After their penetration test, they had a password spraying incident that Blumira’s platform detected and alerted the AdvantageCS team to address it. Password spraying is when an attacker pairs a single password with many different usernames, testing combinations out against multiple accounts in order to gain access to an account (such as VPNs, cloud services or other applications). An attacker might use this method to avoid most security detections or account lockouts, which can call attention to their activity.

By detecting this form of a brute-force attack with Blumira, you can be quickly alerted to an attacker attempting to authenticate to your environment, which can lead to data compromise, a breach or potential ransomware infection. Our platform provides remediation next steps in the form of a playbook that walks you through how to address this finding and block the threat.

On a daily basis, Blumira also gives AdvantageCS insight into changes to their Microsoft 365 security or mail groups within their organization to help them determine if it’s a planned event or an anomalous action they need to investigate further. A mail-enabled security group is a distribution list that can also be used to control access to OneDrive and SharePoint. Modifications of these groups and/or users in them may indicate attacker behavior, and Blumira provides guidance on how to proceed after an event is found.
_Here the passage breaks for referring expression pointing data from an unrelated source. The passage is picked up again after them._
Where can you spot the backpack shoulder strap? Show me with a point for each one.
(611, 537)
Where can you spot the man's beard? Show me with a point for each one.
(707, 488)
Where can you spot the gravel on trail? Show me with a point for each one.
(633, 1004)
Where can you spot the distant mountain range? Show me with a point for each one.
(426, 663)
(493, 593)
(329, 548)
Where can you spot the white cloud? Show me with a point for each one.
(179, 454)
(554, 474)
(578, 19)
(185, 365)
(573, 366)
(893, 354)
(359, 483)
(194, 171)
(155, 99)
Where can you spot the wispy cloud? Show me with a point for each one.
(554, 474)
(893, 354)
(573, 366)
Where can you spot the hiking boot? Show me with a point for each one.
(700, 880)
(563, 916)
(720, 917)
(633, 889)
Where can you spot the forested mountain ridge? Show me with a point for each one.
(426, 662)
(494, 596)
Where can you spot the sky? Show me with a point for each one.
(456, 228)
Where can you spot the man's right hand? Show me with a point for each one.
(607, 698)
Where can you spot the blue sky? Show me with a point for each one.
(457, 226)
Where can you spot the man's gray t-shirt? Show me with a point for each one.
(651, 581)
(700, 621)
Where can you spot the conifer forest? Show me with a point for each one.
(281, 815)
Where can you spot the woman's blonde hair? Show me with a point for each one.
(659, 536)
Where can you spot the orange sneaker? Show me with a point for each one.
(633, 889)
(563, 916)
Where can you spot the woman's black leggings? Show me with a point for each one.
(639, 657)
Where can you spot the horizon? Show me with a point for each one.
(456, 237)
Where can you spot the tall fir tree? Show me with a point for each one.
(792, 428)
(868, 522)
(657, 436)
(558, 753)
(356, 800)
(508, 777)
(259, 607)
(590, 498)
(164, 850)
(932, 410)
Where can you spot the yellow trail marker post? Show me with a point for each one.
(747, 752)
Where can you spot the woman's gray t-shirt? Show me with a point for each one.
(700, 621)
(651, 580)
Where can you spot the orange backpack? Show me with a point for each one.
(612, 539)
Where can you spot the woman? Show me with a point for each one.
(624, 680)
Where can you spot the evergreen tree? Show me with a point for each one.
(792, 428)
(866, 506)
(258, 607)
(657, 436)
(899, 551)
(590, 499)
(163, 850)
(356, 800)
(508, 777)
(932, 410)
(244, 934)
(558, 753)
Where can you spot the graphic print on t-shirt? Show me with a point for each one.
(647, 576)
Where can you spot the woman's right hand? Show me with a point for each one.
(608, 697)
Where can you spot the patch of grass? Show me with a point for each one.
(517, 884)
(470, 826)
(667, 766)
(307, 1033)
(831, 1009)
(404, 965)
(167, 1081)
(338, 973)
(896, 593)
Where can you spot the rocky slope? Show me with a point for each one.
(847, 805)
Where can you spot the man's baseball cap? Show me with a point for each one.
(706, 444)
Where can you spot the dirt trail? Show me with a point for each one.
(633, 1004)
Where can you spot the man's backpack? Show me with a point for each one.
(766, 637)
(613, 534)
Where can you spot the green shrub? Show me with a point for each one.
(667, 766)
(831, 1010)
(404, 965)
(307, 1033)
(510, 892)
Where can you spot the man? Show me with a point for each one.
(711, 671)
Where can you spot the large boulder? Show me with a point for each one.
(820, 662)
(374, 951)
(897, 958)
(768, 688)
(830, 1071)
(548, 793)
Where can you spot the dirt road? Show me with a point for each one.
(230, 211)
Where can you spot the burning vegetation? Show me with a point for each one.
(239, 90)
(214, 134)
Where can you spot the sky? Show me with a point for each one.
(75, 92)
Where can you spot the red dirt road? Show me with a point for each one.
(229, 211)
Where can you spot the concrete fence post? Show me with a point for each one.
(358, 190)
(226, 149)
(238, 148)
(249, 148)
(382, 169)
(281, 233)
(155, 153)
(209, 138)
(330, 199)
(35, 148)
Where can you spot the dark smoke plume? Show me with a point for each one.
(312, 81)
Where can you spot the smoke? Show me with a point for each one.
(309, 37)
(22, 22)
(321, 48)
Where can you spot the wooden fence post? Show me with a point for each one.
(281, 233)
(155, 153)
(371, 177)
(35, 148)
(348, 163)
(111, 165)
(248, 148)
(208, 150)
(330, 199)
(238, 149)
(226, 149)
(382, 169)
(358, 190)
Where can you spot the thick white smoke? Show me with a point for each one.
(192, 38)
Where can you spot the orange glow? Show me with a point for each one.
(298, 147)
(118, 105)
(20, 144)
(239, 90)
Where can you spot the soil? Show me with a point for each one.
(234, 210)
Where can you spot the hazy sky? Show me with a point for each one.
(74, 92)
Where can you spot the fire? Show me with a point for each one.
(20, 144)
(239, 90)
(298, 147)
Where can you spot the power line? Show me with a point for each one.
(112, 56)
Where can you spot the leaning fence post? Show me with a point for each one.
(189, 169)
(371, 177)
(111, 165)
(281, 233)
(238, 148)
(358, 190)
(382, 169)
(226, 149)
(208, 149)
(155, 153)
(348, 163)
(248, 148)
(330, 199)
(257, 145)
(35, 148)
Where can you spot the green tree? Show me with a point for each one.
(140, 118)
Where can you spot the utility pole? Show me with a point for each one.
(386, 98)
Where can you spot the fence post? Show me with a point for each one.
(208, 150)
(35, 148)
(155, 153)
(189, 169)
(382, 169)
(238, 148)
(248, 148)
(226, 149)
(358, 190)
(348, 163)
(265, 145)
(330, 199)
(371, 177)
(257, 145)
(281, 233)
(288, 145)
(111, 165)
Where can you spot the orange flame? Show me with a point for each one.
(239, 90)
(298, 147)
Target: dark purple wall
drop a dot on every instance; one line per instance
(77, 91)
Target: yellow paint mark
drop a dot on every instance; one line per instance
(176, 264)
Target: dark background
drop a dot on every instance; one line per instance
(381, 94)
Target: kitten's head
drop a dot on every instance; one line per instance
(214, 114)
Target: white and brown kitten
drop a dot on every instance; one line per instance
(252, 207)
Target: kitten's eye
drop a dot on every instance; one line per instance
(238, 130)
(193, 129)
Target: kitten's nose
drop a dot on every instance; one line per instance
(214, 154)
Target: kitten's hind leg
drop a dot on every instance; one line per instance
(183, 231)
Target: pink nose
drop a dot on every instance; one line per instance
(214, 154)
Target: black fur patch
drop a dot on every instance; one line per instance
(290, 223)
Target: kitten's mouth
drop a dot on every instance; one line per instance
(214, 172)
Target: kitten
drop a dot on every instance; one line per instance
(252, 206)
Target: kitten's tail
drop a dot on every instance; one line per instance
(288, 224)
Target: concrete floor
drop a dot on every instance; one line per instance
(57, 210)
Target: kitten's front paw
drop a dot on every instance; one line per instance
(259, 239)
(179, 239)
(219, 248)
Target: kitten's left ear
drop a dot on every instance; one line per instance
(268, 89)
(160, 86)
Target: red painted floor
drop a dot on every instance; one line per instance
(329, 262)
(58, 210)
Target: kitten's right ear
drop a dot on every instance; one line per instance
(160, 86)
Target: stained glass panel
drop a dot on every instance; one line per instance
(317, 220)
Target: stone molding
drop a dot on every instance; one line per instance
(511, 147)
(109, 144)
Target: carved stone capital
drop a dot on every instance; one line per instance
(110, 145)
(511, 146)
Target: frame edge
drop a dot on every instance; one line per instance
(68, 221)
“Having an analysis of what happened and how we should respond readily available is huge, as it allows us to respond more quickly,” Varblow said.

When it comes to reporting, AdvantageCS liked that they had another repository for their security data that they can access and know has not been tampered with or compromised by an attacker attempting to cover their tracks.

“Blumira has allowed us to quickly and affordably implement a SIEM tool which was a key piece of our security infrastructure that was missing before,” Varblow said.